First attested in English in 1412. From French mythologie, from Latin mythologia, from Ancient Greek μυθολογία (muthologia, legend) μυθολογέω (muthologeō, I tell tales), from μυθολόγος (muthologos, legend), from μῦθος (muthos, story) + λέγω (legō, I say).

[edit] Noun

mythology (countable and uncountable; plural mythologies)

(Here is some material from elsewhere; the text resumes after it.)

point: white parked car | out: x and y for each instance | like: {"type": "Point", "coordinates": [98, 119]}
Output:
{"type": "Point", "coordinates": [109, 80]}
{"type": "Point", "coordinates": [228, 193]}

  1. (countable and uncountable) The collection of myths of a people, concerning the origin of the people, history, deities, ancestors and heroes.
  2. (countable and uncountable) A similar body of myths concerning an event, person or institution.
    • 2003, Peter Utgaard, Remembering & Forgetting Nazism: Education, National Identity, and the Victim Myth in Postwar Austria, Berghahn Books, ISBN 978-1-57181-187-5, page x:
      This program to distinguish Austria from Germany was important to building a new Austria, but it also indirectly contributed to victim mythology by implying that participation in the Nazi war of conquest was antithetical to Austrian identity.
  3. (countable and uncountable) Pervasive elements of a fictional universe that resemble a mythological universe.
    • 2000 April 28, Caryn James (?), As Scheherazade Was Saying . . ., in The New York Times, page E31, reproduced in The New York Times Television Reviews 2000, Routledge (2001), ISBN 978-1-57958-060-5, page 198:
      This tongue-in-cheek episode is especially fun for people who don’t take their “X-Files” mythology seriously.
  4. (uncountable) The systematic collection and study of myths.